Joe Wainscott Jr., executive director of the Indiana Department of Homeland Security, said there were also reports from southwestern Indiana of glass breaking and a mobile home that may have come off its foundation.
Indiana State Police spokesman Sgt. Todd Ringle from the Evansville post said he was shaken out of his bed by the earth's motion. Other Indiana residents, such as Kelly Bolte, a waitress in Seymour, about 60 miles south of Indianapolis, were simply awakened by the shaking.
‘‘The things on my curio were rattling and the water in the fish bowl was splashing,'' she said. ‘‘It felt like the dog was running through the house.''
After the quake, Indiana Department of Transportation crews immediately began inspecting about 800 bridges and overpasses along such highways as Interstate 64 and U.S. 41 in southwestern Indiana.
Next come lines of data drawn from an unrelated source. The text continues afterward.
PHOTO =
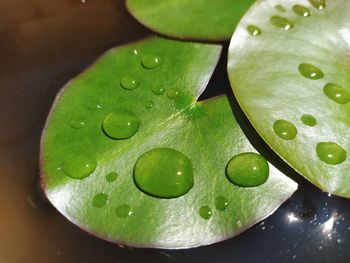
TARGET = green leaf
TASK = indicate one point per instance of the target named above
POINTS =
(292, 81)
(200, 19)
(102, 181)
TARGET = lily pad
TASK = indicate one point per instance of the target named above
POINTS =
(292, 81)
(200, 19)
(105, 173)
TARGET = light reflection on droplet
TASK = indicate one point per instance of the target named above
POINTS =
(292, 218)
(327, 226)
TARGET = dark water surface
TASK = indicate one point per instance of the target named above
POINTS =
(44, 43)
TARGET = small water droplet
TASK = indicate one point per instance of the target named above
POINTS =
(100, 200)
(281, 22)
(94, 106)
(205, 212)
(310, 71)
(123, 211)
(173, 93)
(285, 129)
(318, 4)
(157, 90)
(254, 30)
(164, 173)
(149, 104)
(151, 62)
(120, 125)
(111, 177)
(330, 153)
(129, 83)
(79, 166)
(336, 93)
(280, 8)
(247, 170)
(77, 124)
(301, 10)
(221, 203)
(308, 120)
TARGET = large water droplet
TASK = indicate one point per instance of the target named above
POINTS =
(285, 129)
(121, 124)
(205, 212)
(79, 166)
(221, 203)
(281, 22)
(330, 153)
(111, 177)
(318, 4)
(151, 62)
(173, 93)
(157, 90)
(129, 83)
(77, 124)
(301, 10)
(308, 120)
(336, 93)
(164, 173)
(100, 200)
(310, 71)
(254, 30)
(280, 8)
(123, 211)
(247, 170)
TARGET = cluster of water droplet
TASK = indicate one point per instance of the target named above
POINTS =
(160, 172)
(285, 23)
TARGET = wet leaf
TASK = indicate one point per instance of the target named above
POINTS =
(106, 173)
(292, 81)
(200, 19)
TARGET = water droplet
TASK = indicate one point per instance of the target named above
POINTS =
(221, 203)
(281, 22)
(254, 30)
(330, 153)
(308, 120)
(164, 173)
(247, 170)
(318, 4)
(158, 90)
(111, 177)
(94, 106)
(280, 8)
(285, 129)
(149, 105)
(336, 93)
(123, 211)
(205, 212)
(77, 124)
(100, 200)
(79, 166)
(301, 10)
(120, 124)
(311, 72)
(151, 62)
(173, 93)
(129, 83)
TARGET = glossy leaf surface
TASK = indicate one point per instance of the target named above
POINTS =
(107, 194)
(292, 81)
(200, 19)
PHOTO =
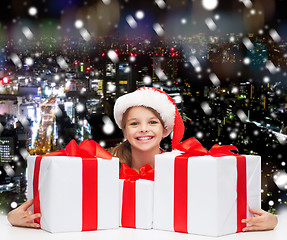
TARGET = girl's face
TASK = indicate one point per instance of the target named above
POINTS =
(143, 129)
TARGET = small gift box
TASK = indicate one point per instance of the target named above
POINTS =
(205, 192)
(75, 189)
(136, 197)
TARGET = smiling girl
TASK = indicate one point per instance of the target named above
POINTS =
(145, 117)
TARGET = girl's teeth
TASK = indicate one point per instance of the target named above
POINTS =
(144, 138)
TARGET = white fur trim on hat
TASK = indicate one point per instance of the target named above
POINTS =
(147, 97)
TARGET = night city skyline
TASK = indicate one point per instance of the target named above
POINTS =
(63, 64)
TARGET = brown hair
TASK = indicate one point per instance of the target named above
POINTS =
(123, 150)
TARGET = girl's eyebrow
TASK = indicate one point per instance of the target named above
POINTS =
(131, 119)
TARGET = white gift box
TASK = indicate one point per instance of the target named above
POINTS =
(61, 191)
(143, 203)
(211, 195)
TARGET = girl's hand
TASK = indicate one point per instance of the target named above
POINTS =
(21, 217)
(264, 221)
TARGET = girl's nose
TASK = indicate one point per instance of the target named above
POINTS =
(143, 127)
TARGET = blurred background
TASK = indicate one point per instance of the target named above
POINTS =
(64, 63)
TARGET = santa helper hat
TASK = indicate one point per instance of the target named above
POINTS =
(159, 101)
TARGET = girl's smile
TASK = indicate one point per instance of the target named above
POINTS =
(143, 129)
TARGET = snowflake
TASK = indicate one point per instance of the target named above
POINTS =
(209, 4)
(140, 14)
(131, 21)
(79, 24)
(210, 24)
(158, 29)
(32, 11)
(113, 56)
(29, 61)
(108, 127)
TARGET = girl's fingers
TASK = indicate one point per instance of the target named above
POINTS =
(33, 217)
(26, 205)
(252, 228)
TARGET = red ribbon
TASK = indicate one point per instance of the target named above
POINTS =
(192, 147)
(130, 175)
(88, 150)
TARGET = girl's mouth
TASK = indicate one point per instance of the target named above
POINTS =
(144, 138)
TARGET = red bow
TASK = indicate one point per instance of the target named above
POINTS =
(145, 172)
(193, 147)
(86, 149)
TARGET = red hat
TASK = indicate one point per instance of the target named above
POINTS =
(159, 101)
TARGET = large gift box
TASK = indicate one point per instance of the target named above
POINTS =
(205, 192)
(73, 190)
(136, 197)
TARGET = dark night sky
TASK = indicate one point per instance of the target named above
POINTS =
(14, 11)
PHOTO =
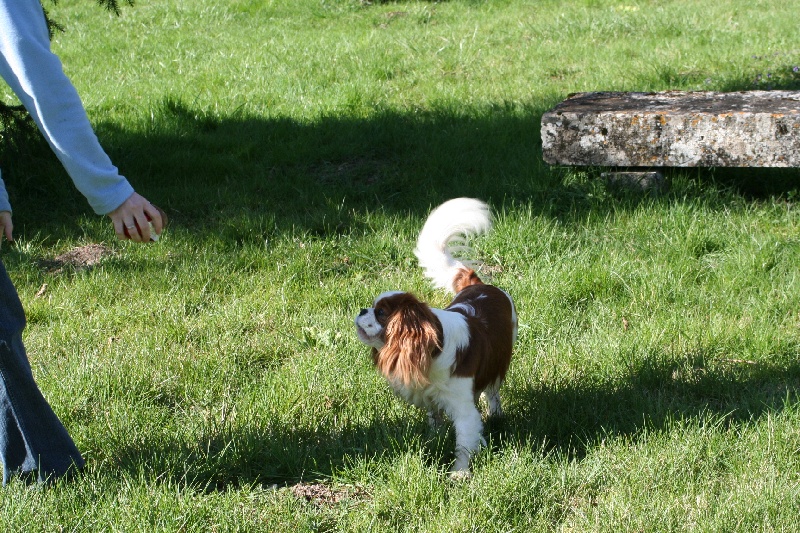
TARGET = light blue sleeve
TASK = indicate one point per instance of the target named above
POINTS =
(36, 75)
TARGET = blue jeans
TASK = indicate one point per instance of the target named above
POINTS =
(32, 438)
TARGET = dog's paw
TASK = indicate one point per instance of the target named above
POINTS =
(459, 476)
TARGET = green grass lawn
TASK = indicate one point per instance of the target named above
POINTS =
(214, 381)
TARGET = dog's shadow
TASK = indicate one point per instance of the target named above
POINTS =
(572, 419)
(569, 419)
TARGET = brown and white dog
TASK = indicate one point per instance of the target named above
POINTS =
(443, 360)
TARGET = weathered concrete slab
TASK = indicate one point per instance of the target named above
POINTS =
(674, 129)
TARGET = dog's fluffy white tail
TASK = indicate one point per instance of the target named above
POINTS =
(441, 245)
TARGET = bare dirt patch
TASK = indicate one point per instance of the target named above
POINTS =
(80, 258)
(323, 495)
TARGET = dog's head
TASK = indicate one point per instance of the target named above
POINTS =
(404, 335)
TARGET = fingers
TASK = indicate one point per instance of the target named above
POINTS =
(6, 227)
(137, 219)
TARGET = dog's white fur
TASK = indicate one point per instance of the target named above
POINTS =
(442, 360)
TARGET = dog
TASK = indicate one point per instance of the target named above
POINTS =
(444, 360)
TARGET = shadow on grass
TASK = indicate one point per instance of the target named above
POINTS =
(219, 176)
(653, 395)
(570, 420)
(234, 178)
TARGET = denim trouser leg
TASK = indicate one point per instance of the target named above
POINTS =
(31, 435)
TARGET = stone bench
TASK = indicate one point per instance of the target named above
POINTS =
(674, 129)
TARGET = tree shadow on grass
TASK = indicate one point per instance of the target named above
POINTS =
(220, 177)
(570, 419)
(652, 395)
(235, 178)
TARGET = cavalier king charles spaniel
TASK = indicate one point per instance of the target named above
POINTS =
(443, 360)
Only one problem was seen - a bridge with an existing problem that was possibly worsened by the quake, said INDOT spokesman Andy Dietrick.
‘‘But this was not anything that would compromise the integrity of the bridge,'' he said.
After the 4.6-magnitude aftershock, he said INDOT crews re-inspected six bridges that are on a special inspection list because they have a similar design to the Interstate 35W bridge that collapsed in Minneapolis last August.
At Vincennes University, about 30 miles east of the epicenter, all five dormitories were evacuated as a precaution, sending nearly 1,500 students to an intramural field for an hour, said university spokesman Duane Chattin.
In one residence hall, the earthquake triggered the fire alarm, Chattin said.
The quake was apparently part of the Wabash Valley fault, a northern extension of the New Madrid fault about six miles north of Mount Carmel, Ill.
Larry Braile, head of Purdue University's Department of Earth and Atmospheric Sciences, said Friday's quake was the most powerful in the Midwest since a magnitude 5.5 rocked southeastern Illinois in November 1968.
Phil Roberts, an earthquake consultant for Indiana, said the state experiences hundreds of earthquakes each year with magnitudes ranging from 1.2 to about 2.0 - too weak to be felt.